Die Volksmedizin hält viele sanft wirkende, den Stuhlgang anregende Heilmittel bereit. Die am häufigsten verwendeten Pflanzen sind Wegwarte, Quendelseide (Cuscuta europaea), Tüpfelfarn und Süßholzwurzel. Etwas stärker wirkt der Faulbaum (Frangula alnus), dessen Rinde ein Jahr gelagert werden muß, um wirksam zu sein, die Beeren des Kreuzdorns (Rhamnus cathartica) und die Wurzeln der Rhabarber- und Ampferarten. Die Wirkung der letztgenannten Abführmittel beruht auf der Anwesenheit roter Farbstoffe, der sogenannten Anthrazen-Verbindungen (Anthrachinonglykoside), mit denen man einst Wolle färbte. Indem die den Darm besiedelnden Koli-Bakterien den Zuckerteil (das Glykosid) verdauen, setzen sie die Wirkstoffe frei, die die Peristaltik anregen. Mit anderen Worten, die Wirkung der Faulbaumrinde oder des Kreuzdorns macht sich erst nach acht bis zwölf Stunden bemerkbar.

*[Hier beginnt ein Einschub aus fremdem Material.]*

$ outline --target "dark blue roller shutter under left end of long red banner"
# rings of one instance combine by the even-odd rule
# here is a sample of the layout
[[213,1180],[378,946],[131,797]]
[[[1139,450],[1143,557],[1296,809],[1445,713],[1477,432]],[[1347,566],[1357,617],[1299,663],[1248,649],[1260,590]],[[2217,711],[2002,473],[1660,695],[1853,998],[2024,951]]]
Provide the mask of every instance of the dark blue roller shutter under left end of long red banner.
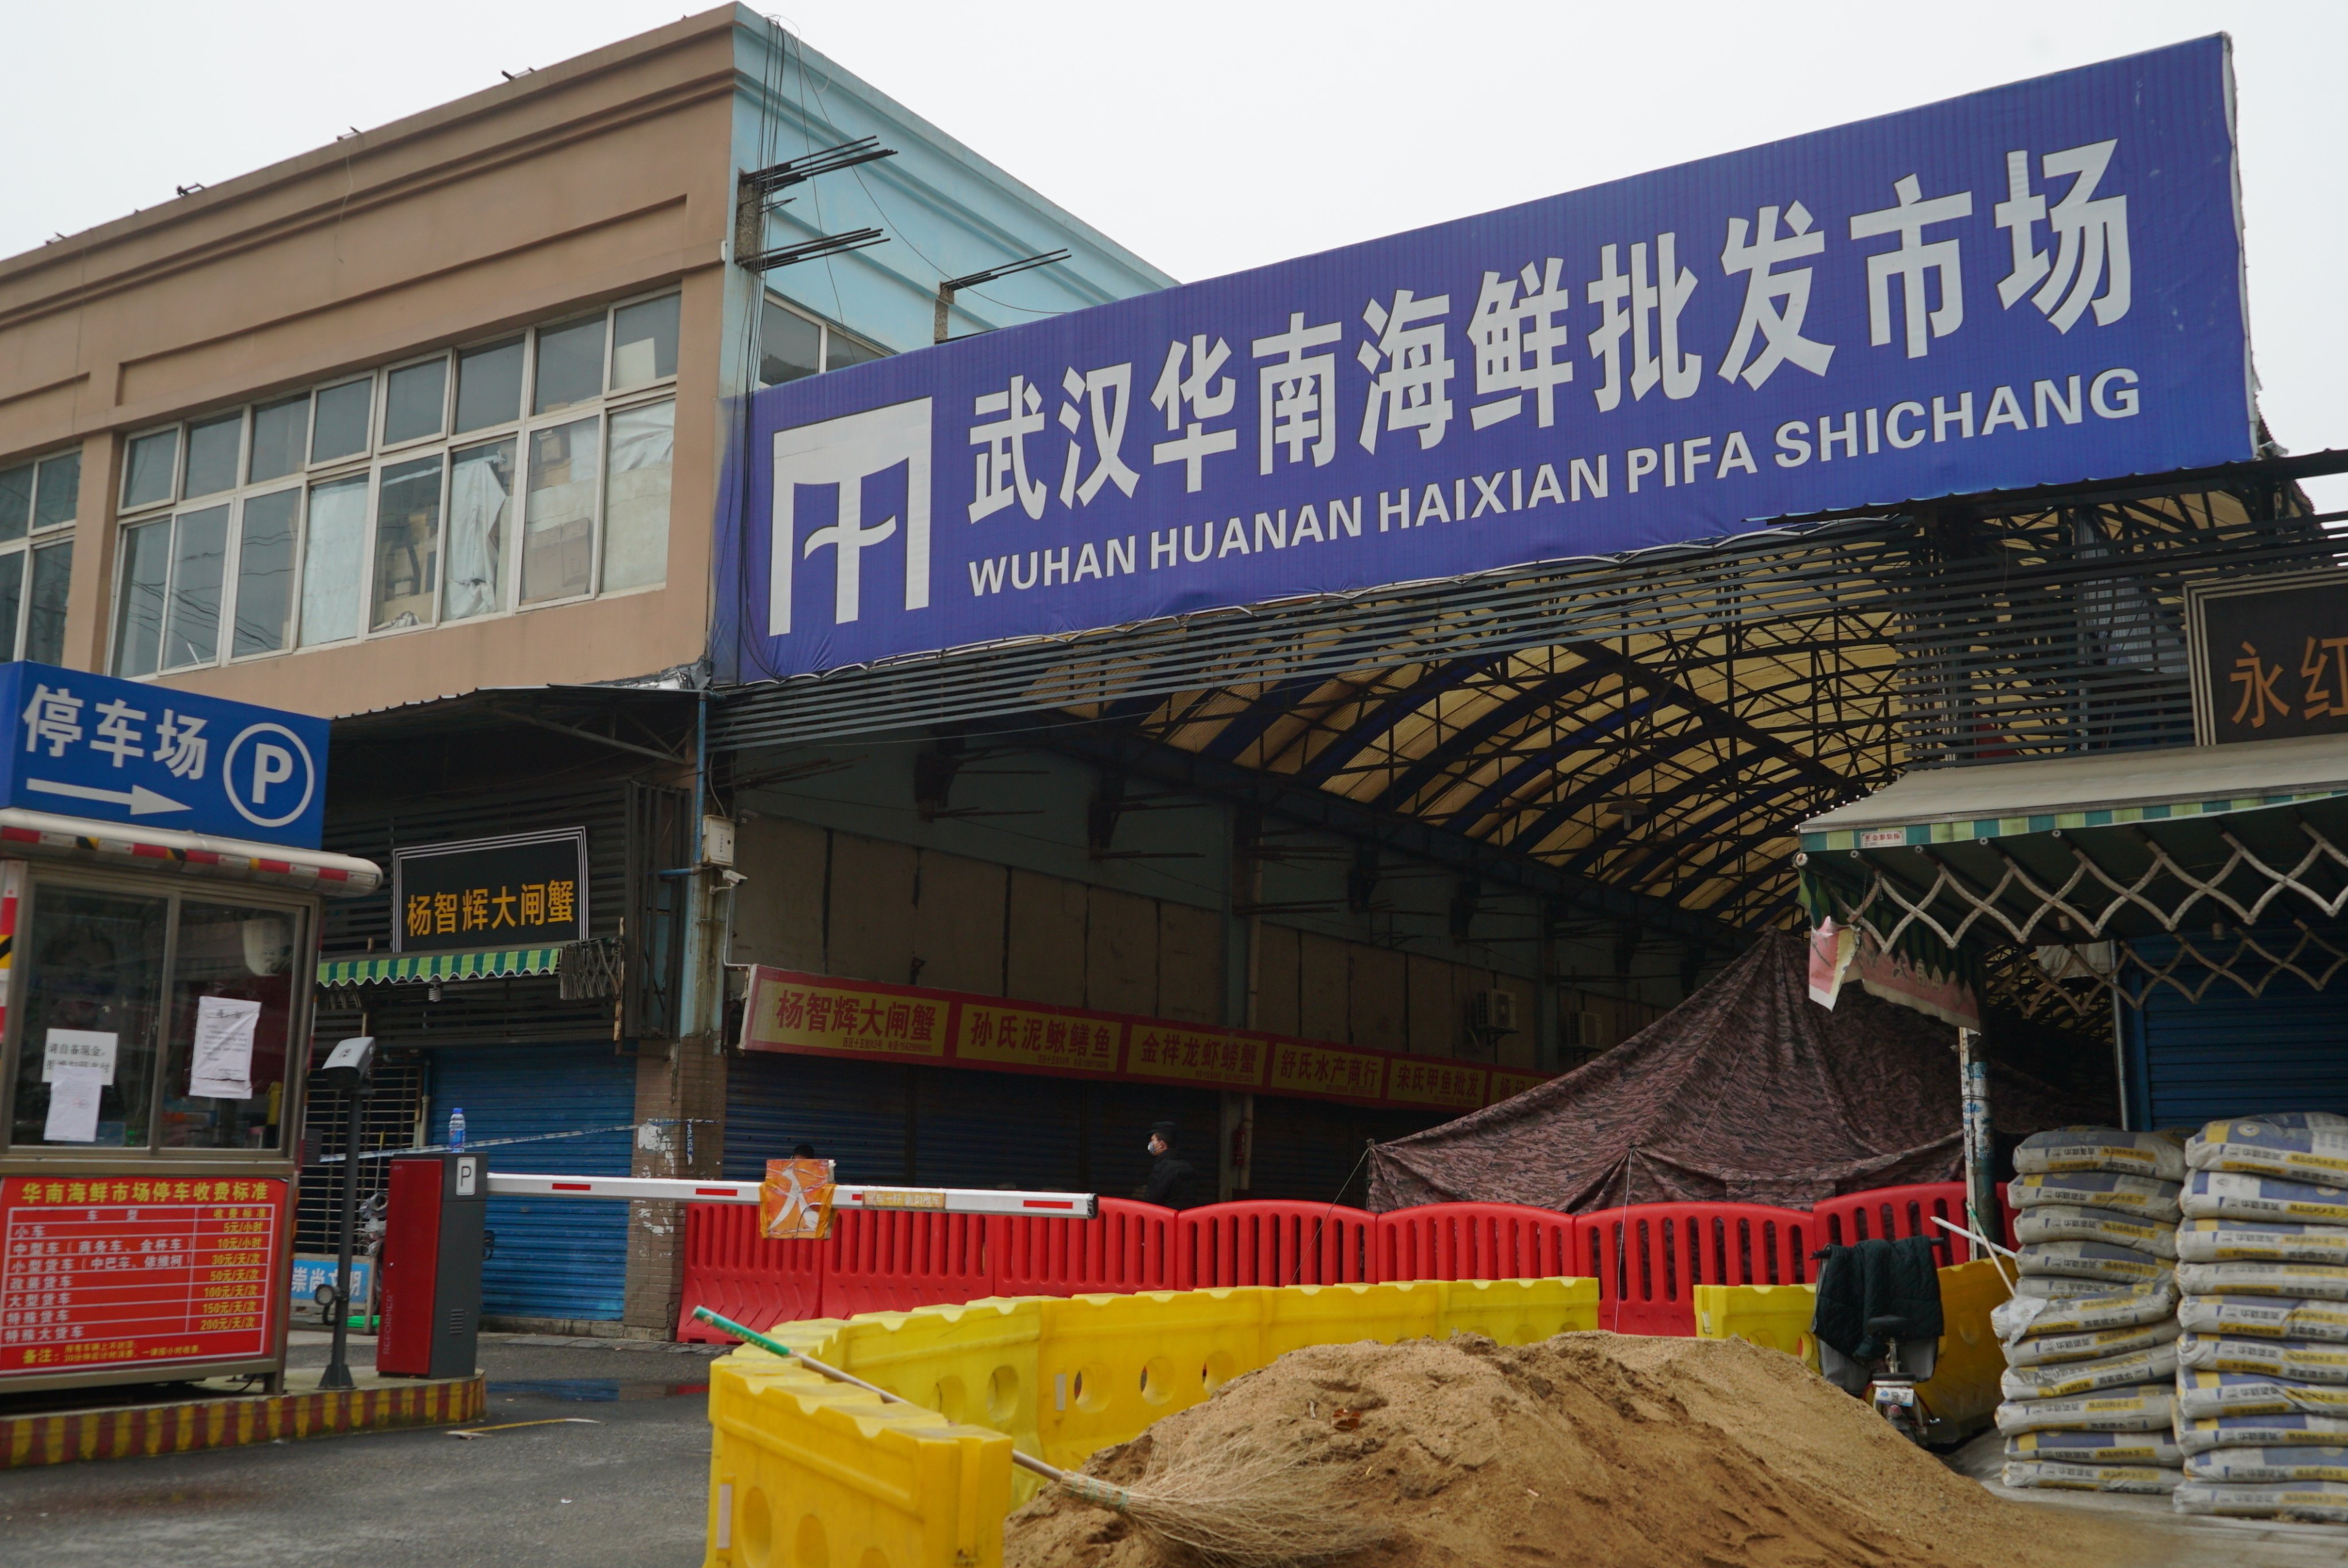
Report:
[[906,1075],[916,1068],[836,1056],[744,1052],[726,1063],[726,1178],[758,1181],[801,1143],[848,1181],[909,1181]]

Neuste Ermittlungen haben ergeben, daß allein in der Bundesrepublik ein Drittel der Männer und die Hälfte der Frauen von chronischer Darmträgheit betroffen sind. Schuld daran ist vor allem die »Zivilisationskost«, aber auch die Nebenwirkungen der vielen Aufputsch-, Beruhigungs- und Schlafmittel, von denen der Großteil der Bevölkerung abhängig ist, tragen ihr Schärflein bei. (Alexander/Zoube 1986:258) Selbstverständlich spielen auch seelische Faktoren eine Rolle. Ebenso wie man vor Angst und Schrecken »in die Hosen machen« kann, können Lebensangst, Verspannung und unterschwellige Aggressionsgefühle den Stuhlgang blockieren. Inzwischen geben die Bundesbürger über 300 Millionen Mark jährlich für Laxative aus.

Auch wenn milde pflanzliche Abführmittel erhältlich sind, sollte man sich ihrer so wenig wie möglich bedienen. Der Dauergebrauch kann zu einem »Laxativ-Kolon« führen, zu einem Schwächezustand der Darmmuskulatur. Besser wäre es, auf die richtige Ernährung zu achten. Wildkräuter und Rohkost, Vollkorngetreide und Obst, dazu genügend Bewegung und ein freudiges Temperament. Das würde auch die natürlichen, pflanzlichen Laxativa überflüssig machen. Im Notfall bedient man sich des im Darm aufquellenden Flohsamenwegerichs oder des Leinsamenschrots.